Drôle de fête ! La cérémonie de remise digitale des Trophées Gault&Millau, première du genre, avait un air un peu confiné, jeudi au Pré Catelan. Une atmosphère sous Covid, sans chefs ni paillettes contrairement à l’an dernier au Moulin Rouge et que n’avait bien sûr pas souhaitée le nouveau patron du guide, Zakari Benkhadra. Voilà pour l’entrée en scène de l’édition 2021 qui sera en vente jeudi prochain, au terme d’une année d’angoisse pour la restauration et paralysante pour ceux qui l’observent.
Côte d’Azur, le statu quo des toques
Cette édition n’oublie pas les engagements de l’époque (le sain, le naturel, l’éthique, le respect de la planète…) et joue la créativité et la sagesse avec le titre de «Cuisinier de l’Année» attribué à Christophe Hay (La Maison d’à Côté à Montlivault, Loir-et-Cher), qui succède à Alexandre Mazzia, promu en 2020 dans son restaurant AM, à Marseille.
Sur la Côte d’Azur, c’est le statu quo des toques, à tous niveaux. Le guide y respecte, comme dans les autres régions, un temps de solidarité avec une profession durement éprouvée par les périodes de confinement et de fermetures. Il apparait ainsi plus «bienveillant» qu’audacieux, ce qui est pourtant son Adn. Alors qu’à Saint-Rémy de Provence, Fanny Rey est, à juste titre, «Grand (e) de demain » et qu’à Marseille, à « La Femme du Boucher« , Laetitia Visse est l’une des «Jeunes Talents» de l’année, ce n’est pas aussi enthousiasmant dans le Var et les Alpes-Maritimes, du moins dans l’édition papier où les notes qu’avaient imaginées Christian Millau et Henri Gault, sont désormais abolies. Un changement difficile à comprendre quand la version numérique les conserve mais qui indique bien la révolution, déjà engagée, des années à venir.

Ainsi à Nice où le savoureux Chez Davia (ses barbajuans !) est invisible dans l’édition classique et chichement noté sur le site (11/20) et où Les Agitateurs, l’une des pépites de la nouvelle génération, est propulsé à deux toques mais un peu en plan (12/20) dans la version numérique. A Nice toujours, aucune nouvelle « papier » de L’Aromate de Mickael Gracieux, pourtant à 14,5/20, note de créativité méritée .
Bientôt les 109…
Rien encore sur ces jeunes pousses, Chabrol et Goupil, le premier repêché à 11/20, le second introuvable, comme le sont Le 44 et Côté Terroir ces jeunes tables d’Antibes où L’Arazur semble puni à 11/20. Dans le Var, on peut regretter l’absence des Etiquettes à Ollioules, des 3 Garçons à Draguignan, de L’Antre Nous à Lorgues ou encore de Cécibon et du Shardana à Bandol où, un ton gastronomique au-dessus, L’Olivier de Jérémy Czaplicki me semble sous noté à 12/20.
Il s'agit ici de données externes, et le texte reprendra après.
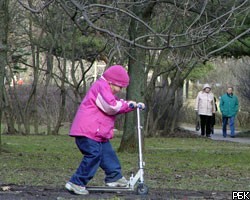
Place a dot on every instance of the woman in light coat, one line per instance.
(205, 107)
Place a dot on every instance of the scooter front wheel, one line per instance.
(142, 189)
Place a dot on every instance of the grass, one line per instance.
(180, 163)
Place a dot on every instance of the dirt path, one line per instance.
(42, 193)
(218, 135)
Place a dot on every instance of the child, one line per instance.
(93, 126)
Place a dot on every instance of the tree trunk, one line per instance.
(4, 21)
(63, 100)
(136, 71)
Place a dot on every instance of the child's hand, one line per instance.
(141, 105)
(132, 104)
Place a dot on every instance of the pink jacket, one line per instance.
(95, 117)
(205, 104)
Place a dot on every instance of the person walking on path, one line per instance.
(229, 106)
(205, 107)
(93, 127)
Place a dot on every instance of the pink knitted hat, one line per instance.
(117, 75)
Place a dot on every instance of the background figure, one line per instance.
(205, 107)
(229, 106)
(213, 117)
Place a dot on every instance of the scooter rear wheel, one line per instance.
(142, 189)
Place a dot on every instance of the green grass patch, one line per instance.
(180, 163)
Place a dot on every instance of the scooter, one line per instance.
(136, 179)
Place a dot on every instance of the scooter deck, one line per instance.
(111, 189)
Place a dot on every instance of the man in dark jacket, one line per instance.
(229, 106)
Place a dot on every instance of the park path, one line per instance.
(218, 135)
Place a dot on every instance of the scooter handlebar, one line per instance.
(138, 105)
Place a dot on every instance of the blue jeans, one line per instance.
(231, 124)
(96, 154)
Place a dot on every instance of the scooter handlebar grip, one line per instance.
(139, 106)
(131, 105)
Mais le guide voit aussi juste à Villeneuve-Loubet où Eugénie Béziat, chef de La Flibuste (13/20), est la valeur montante de l’année, de même que Takayuki Kamiya (La Table de Kamiya, à 13,5) à Cagnes sur Mer.

A Toulon, en attribuant deux toques au Local de Thibaud Durix et une à Carré 2 Vigne (11,5) et Tables et Comptoir (12,5), ou au Castellet avec un sage 13/20 pour La Goguette de Maxime d’Orio… devenu chef à domicile depuis le printemps.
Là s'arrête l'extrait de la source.